Delcy Rodriguez was seven years old in 1976, when her father was tortured and beaten to death as a political prisoner in Venezuela. Jorge Antonio Rodriguez was the 34-year-old co-founder of the Socialist League, a leftist political party, whom the government accused of a leading role in the kidnapping of William Niehous, a suspected CIA officer working under cover as an Owens Corning executive.
Jorge Rodríguez was arrested and died in state custody after interrogation by Venezuelan intelligence agents. While the official cause of death was listed as a heart attack, his autopsy found that he had suffered severe injuries consistent with torture, including seven broken ribs, a collapsed chest, and a detached liver.
Delcy studied law in Caracas and Paris and became a labor lawyer, while her older brother Jorge became a psychiatrist. Delcy and her mother, Delcy Gomez, were in London during the failed US-backed coup in Venezuela in 2003, and they denounced the coup from the Venezuelan embassy in interviews with the BBC and CNN.
Delcy and her older brother Jorge soon joined Hugo Chavez’s Bolivarian government, and rose to a series of senior positions under Chavez and then Maduro: Delcy served as Foreign Minister from 2014 to 2017, and Economy and Finance Minister from 2020 to 2024, as well as Oil Minister and Vice President; Jorge was Vice President for a year under Chavez and then Mayor of Caracas for 8 years.
On January 5th 2026, it fell to Jorge, now the president of the National Assembly, to swear in his sister as acting president, after the illegal US invasion and abduction of President Maduro. Delcy Rodriguez told her people and the world,
“I come as the executive vice president of the constitutional president of the Bolivarian Republic of Venezuela, Nicolas Maduro Moros, to take the oath of office. I come with pain for the suffering that has been caused to the Venezuelan people after an illegitimate military aggression against our homeland. I come with pain for the kidnapping of two heroes who are being held hostage in the United States of America, President Nicolas Maduro and the first combatant, first lady of our country, Cilia Flores. I come with pain, but I must say that I also come with honor to swear in the name of all Venezuelans. I come to swear by our father, liberator Simon Bolivar.”
In other public statements, acting president Rodriguez has struck a fine balance between fierce assertions of Venezuela’s independence and a pragmatic readiness to cooperate peacefully with the United States.
On January 3rd, Delcy Rodriguez declared that Venezuela would “never again be anyone’s colony.” However, after chairing her first cabinet meeting the next day, she said that Venezuela was looking for a “balanced and respectful” relationship with the United States. She went on to say, “We extend an invitation to the government of the US to work jointly on an agenda of cooperation, aimed at shared development, within the framework of international law, and that strengthens lasting peaceful coexistence,”

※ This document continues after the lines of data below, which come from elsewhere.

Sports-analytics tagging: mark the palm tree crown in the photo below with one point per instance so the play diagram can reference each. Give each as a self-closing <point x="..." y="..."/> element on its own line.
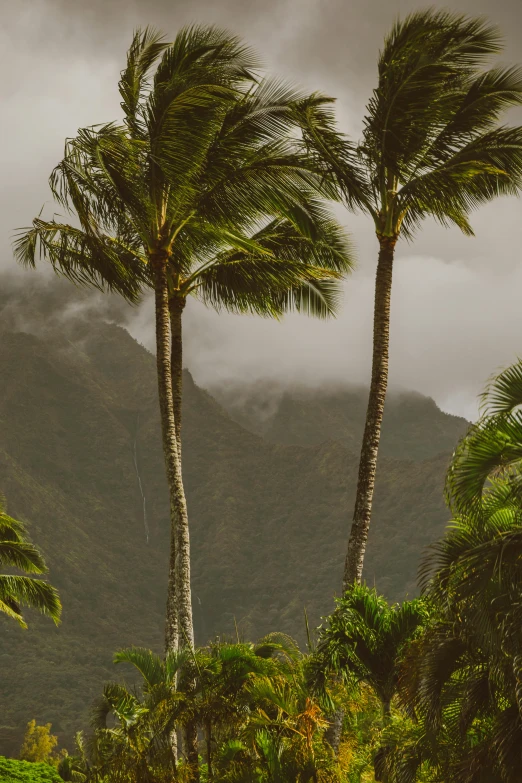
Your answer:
<point x="16" y="551"/>
<point x="432" y="146"/>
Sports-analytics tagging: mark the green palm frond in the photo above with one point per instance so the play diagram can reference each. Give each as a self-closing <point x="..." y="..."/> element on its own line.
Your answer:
<point x="432" y="142"/>
<point x="17" y="591"/>
<point x="17" y="551"/>
<point x="147" y="45"/>
<point x="504" y="391"/>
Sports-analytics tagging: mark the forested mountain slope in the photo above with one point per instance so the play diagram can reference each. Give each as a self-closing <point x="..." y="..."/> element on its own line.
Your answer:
<point x="269" y="514"/>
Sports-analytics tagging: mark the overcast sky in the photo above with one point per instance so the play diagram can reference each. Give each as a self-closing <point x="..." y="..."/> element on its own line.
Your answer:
<point x="456" y="313"/>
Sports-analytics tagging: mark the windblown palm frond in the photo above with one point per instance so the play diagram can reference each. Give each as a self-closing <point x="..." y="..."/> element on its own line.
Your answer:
<point x="16" y="551"/>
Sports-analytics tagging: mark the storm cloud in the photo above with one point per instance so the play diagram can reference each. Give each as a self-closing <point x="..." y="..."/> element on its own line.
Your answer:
<point x="456" y="312"/>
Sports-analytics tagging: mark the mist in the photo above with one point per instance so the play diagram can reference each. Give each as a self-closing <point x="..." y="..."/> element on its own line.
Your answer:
<point x="455" y="310"/>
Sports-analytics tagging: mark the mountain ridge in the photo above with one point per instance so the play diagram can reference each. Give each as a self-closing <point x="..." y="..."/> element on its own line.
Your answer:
<point x="269" y="520"/>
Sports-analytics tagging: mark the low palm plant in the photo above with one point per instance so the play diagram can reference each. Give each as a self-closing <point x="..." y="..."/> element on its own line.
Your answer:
<point x="17" y="551"/>
<point x="462" y="681"/>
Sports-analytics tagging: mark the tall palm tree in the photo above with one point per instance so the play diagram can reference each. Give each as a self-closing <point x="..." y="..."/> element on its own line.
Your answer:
<point x="463" y="677"/>
<point x="17" y="551"/>
<point x="203" y="190"/>
<point x="432" y="146"/>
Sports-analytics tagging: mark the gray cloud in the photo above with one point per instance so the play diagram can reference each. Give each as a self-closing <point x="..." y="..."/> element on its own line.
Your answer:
<point x="456" y="315"/>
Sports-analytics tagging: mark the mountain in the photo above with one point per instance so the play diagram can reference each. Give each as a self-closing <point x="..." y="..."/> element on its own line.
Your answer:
<point x="413" y="428"/>
<point x="269" y="500"/>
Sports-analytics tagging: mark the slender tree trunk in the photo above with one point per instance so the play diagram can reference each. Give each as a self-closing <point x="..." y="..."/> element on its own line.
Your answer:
<point x="182" y="575"/>
<point x="370" y="445"/>
<point x="170" y="448"/>
<point x="182" y="565"/>
<point x="170" y="451"/>
<point x="372" y="430"/>
<point x="208" y="738"/>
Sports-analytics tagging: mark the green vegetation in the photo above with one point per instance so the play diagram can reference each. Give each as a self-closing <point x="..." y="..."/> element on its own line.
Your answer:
<point x="15" y="591"/>
<point x="202" y="191"/>
<point x="12" y="771"/>
<point x="38" y="744"/>
<point x="81" y="498"/>
<point x="432" y="146"/>
<point x="207" y="189"/>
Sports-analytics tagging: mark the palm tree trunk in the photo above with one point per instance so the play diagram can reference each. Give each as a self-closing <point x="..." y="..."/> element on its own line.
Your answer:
<point x="168" y="431"/>
<point x="208" y="738"/>
<point x="182" y="566"/>
<point x="182" y="575"/>
<point x="372" y="430"/>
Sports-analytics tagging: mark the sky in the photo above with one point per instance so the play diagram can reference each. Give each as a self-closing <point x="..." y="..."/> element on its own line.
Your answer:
<point x="456" y="314"/>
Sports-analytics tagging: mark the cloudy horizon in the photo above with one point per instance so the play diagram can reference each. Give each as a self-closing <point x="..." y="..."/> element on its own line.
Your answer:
<point x="456" y="316"/>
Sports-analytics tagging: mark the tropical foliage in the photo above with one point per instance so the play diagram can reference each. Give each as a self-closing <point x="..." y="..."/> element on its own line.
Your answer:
<point x="207" y="189"/>
<point x="202" y="190"/>
<point x="12" y="771"/>
<point x="433" y="146"/>
<point x="17" y="551"/>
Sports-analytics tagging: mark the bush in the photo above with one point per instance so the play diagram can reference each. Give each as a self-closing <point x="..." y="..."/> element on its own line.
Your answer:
<point x="13" y="771"/>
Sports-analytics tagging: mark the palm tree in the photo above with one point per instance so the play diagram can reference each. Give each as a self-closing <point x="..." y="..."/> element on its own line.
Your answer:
<point x="365" y="639"/>
<point x="462" y="679"/>
<point x="17" y="551"/>
<point x="431" y="146"/>
<point x="364" y="642"/>
<point x="492" y="446"/>
<point x="204" y="190"/>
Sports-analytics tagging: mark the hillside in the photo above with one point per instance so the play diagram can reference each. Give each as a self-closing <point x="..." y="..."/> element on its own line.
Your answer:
<point x="269" y="513"/>
<point x="413" y="428"/>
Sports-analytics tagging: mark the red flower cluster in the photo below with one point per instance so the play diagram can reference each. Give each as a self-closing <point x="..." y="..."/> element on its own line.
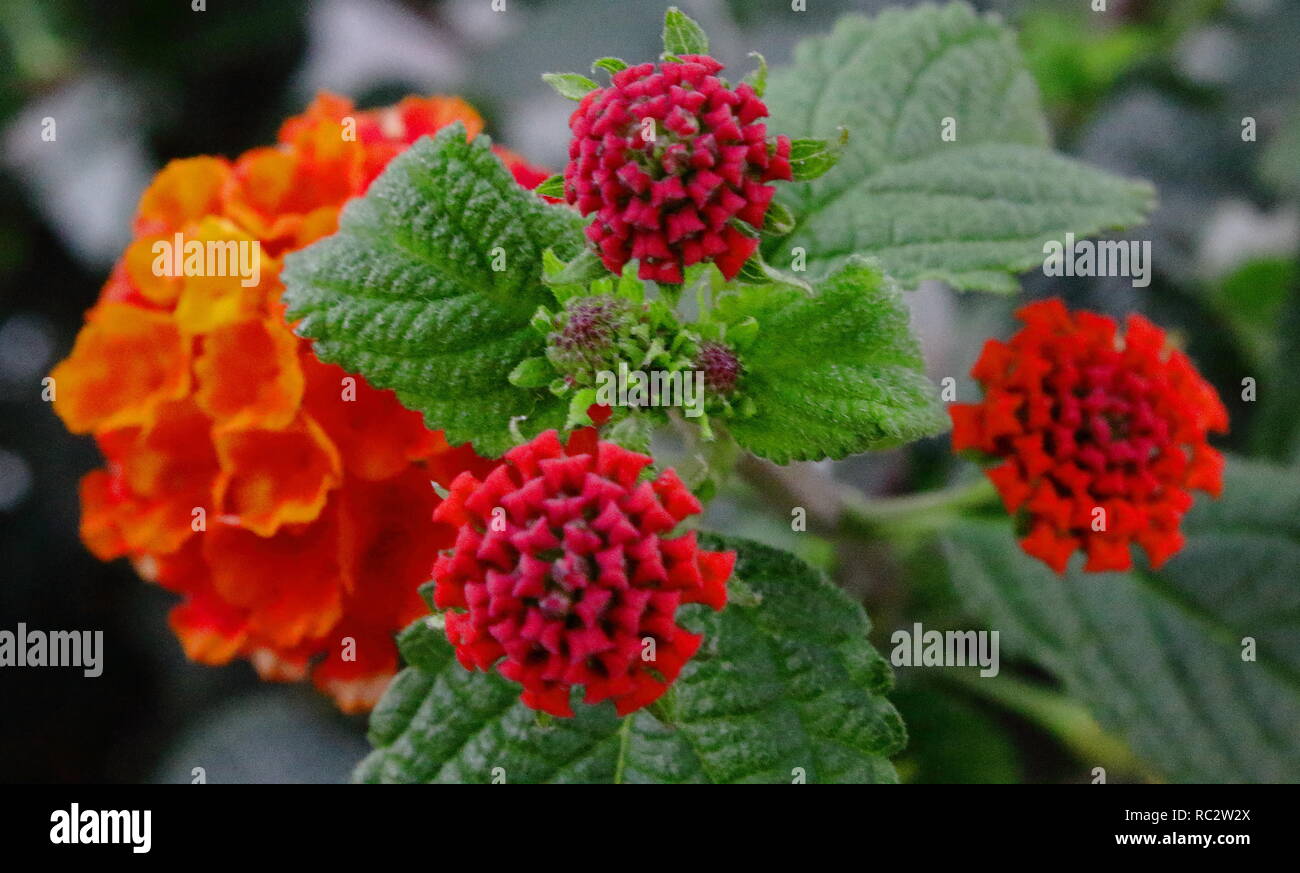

In a direct message to Trump, Rodriguez wrote, “President Donald Trump: our peoples and our region deserve peace and dialogue, not war. That has always been President Nicolás Maduro’s conviction and it is that of all Venezuela at this moment. This is the Venezuela I believe in and to which I have dedicated my life. My dream is for Venezuela to become a great power where all decent Venezuelans can come together. Venezuela has the right to peace, development, sovereignty and a future.”
Alan McPherson, who chairs the Center for the Study of Force and Diplomacy at Temple University in the US, calls Delcy Rodriguez “a pragmatist who helped stabilize the Venezuelan economy in recent times.” However, speaking to Al Jazeera, he cautioned that any perceived humiliation by the Trump administration or demands seen as excessive could “backfire and end the cooperation,” making the relationship a “difficult balance to achieve.”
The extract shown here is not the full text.